这里假设为 x 的 shape 为[10, 3, 100]： - 10 表示 10 个单词 - 3 表示每次训练 3 句话 - 100 表示每个单词用 100 维的 tensor 表达

所以：\(x_t\) 的 shape为[3, 100]。

假设 hidden_len（memory 的维度）为 20，所以每个 \(h_t\) 的维度为[3, 20]。

根据公式下面给出代码：

\[h_t=tanh(x_tW_{ih}^T+b_{ih}+h_{t−1}W_{hh}^T+b_{hh})\]

复现

这里 rnn = nn. RNN (100, 20) ，指的是用一个长度为 100 的向量表示一个单词，hidden_size 为 20。

import torch  
import torch.nn as nn

rnn = nn.RNN(100,20)     # 定义input_size 和 hidden_size
  
print(rnn._parameters.keys())  
  
print(rnn.weight_ih_l0.shape)  
print(rnn.weight_hh_l0.shape)  
print(rnn.bias_ih_l0.shape)  
print(rnn.bias_hh_l0.shape)

输出：

odict_keys (['weight_ih_l0', 'weight_hh_l0', 'bias_ih_l0', 'bias_hh_l0'])
torch. Size ([20, 100])
torch. Size ([20, 20])
torch. Size ([20])
torch. Size ([20])

对于 input 的定义：

必选参数 input_size，指定输入序列中单个样本的尺寸大小，例如可能用一个 100 长度的向量表示一个单词，则 input_size=100
必选参数 hidden_size，指的是隐藏层中输出特征的大小，假设为 20
必选参数 num_layers，指的是纵向的隐藏层个数，一般设置为 1~10，default=1

如果 num_layers 为 1：

如果 num_layers 为 2：

\[h_t=tanh(x_tW_{ih}^T+b_{ih}+h_{t−1}W_{hh}^T+b_{hh})\]

import torch  
import torch.nn as nn  
  
rnn = nn.RNN(input_size=100, hidden_size=20, num_layers=1)  
x = torch.randn(10, 3, 100)  
out, h_t = rnn(x, torch.zeros(1, 3, 20))  
print(out.shape) 
print(h_t.shape)

输出：

torch.
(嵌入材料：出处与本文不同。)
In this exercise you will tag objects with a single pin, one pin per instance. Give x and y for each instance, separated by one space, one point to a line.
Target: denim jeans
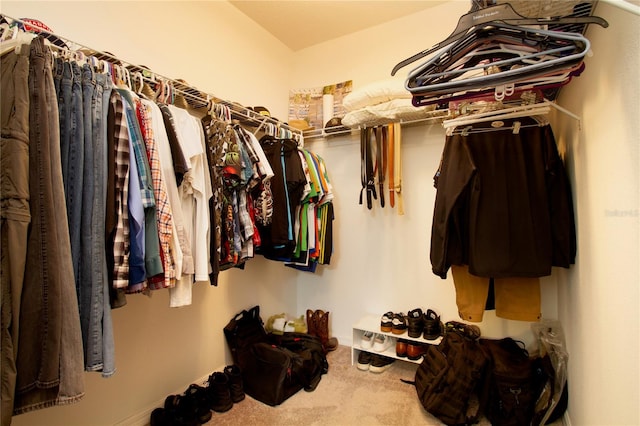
14 211
101 282
91 288
72 152
50 359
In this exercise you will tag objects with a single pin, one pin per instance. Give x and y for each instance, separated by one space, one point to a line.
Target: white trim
142 418
624 5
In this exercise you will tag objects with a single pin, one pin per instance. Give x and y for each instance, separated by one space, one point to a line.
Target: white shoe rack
372 323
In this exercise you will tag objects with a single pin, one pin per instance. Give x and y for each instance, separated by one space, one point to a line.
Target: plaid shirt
140 152
164 215
121 237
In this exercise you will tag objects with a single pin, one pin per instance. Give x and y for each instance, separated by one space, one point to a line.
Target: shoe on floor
401 348
432 325
364 359
380 363
399 323
415 322
386 322
366 341
382 342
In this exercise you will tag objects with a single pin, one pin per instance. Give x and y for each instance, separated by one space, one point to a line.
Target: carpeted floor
345 396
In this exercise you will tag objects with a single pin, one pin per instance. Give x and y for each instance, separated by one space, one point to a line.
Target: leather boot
311 323
322 324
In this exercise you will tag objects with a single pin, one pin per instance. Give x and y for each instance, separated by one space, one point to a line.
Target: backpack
514 383
448 379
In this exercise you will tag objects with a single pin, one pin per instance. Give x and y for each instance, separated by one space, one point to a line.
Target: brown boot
312 327
322 324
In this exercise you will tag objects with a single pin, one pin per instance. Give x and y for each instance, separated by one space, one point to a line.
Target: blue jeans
72 143
49 361
101 283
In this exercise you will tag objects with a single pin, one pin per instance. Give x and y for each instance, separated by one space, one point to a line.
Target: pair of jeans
72 133
15 214
95 318
50 358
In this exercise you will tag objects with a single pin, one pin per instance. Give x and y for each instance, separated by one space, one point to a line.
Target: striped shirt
121 237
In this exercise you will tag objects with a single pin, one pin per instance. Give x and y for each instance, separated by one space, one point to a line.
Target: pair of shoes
386 322
366 341
373 362
432 325
395 323
225 388
318 325
415 350
401 347
382 342
399 323
468 330
415 323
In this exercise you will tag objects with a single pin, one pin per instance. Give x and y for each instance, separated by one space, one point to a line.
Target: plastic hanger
425 79
498 13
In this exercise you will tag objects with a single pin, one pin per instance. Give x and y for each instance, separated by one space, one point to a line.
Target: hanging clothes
503 210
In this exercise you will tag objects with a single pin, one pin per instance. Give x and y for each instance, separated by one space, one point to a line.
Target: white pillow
387 112
376 93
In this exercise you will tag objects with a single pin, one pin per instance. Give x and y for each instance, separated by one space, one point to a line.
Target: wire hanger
502 12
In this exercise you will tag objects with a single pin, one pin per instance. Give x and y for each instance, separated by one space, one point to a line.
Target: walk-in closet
354 223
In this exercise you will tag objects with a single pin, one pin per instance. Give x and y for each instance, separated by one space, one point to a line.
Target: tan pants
516 298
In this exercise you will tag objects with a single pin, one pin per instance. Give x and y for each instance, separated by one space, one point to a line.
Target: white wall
600 301
214 47
381 260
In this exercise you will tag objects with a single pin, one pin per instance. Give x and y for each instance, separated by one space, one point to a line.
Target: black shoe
219 392
364 360
380 363
432 325
415 322
236 387
180 411
199 400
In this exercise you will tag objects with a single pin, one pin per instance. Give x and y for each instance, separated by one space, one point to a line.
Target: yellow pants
516 298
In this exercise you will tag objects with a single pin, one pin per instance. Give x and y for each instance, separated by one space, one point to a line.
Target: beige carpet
345 396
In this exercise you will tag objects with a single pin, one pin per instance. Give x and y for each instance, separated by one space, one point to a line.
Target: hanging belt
381 160
391 161
367 174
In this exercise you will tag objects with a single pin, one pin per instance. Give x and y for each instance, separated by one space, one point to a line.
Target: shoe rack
372 323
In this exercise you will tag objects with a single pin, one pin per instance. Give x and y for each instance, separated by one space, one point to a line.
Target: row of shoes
194 406
410 349
415 323
374 363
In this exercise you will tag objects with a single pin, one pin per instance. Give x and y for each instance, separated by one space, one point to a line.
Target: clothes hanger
501 12
419 78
Size ([10, 3, 20])
torch. Size ([1, 3, 20])

对于多层 RNN 堆叠：

import torch  
import torch.nn as nn  
  
rnn = nn.RNN(input_size=100, hidden_size=20, num_layers=4)  
x = torch.randn(10, 3, 100)  
out, h_t = rnn(x)  
print(out.shape)  
print(h_t.shape)

输出：

torch. Size ([10, 3, 20])
torch. Size ([4, 3, 20])

实战

问题背景：有 n 句话，每句话都由且仅由 3 个单词组成。我做的是，将每句话的前两个单词作为输入，最后一词作为输出，利用 pytorch 训练一个 TextRNN。

导包

import torch  
import numpy as np  
import torch.nn as nn  
import torch.optim as optim  
import torch.utils.data as Data  
  
dtype = torch.FloatTensor

数据处理（构建字典和索引）

sentences = ["i like dog", "i love coffee", "i hate milk"]  
word_list = " ".join(sentences).split()  
vocab = list(set(word_list))  
word2idx = {w:i for i, w in enumerate(vocab)}  
idx2word = {i:w for i, w in enumerate(vocab)}  
n_class = len(vocab)

vocab
> ['i', 'dog', 'like', 'milk', 'love', 'hate', 'coffee']
word2idx
> {'i': 0, 'dog': 1, 'like': 2, 'milk': 3, 'love': 4, 'hate': 5, 'coffee': 6}
idx2word
> {0: 'i', 1: 'dog', 2: 'like', 3: 'milk', 4: 'love', 5: 'hate', 6: 'coffee'}
n_class
> 7

DataSet 和 DataLoader

batch_size = 2  
n_step = 2  
n_hidden = 5  
  
def make_data(sentences):  
    input_batch = []  
    target_batch = []  
  
    for sen in sentences:  
        word = sen.split()  
        input = [word2idx[n] for n in word[:-1]]    # 除了最后一个单词  
        target = word2idx[word[-1]]                 # 最后一个单词当作预测值  
        input_batch.append(np.eye(n_class)[input])     
        target_batch.append(target)  
  
    return input_batch, target_batch  
  
input_batch, target_batch = make_data(sentences)  
  
# torch.FloatTensor是32位浮点类型数据，torch.LongTensor是64位整型  
input_batch = torch.Tensor(input_batch)  
target_batch = torch.LongTensor(target_batch)  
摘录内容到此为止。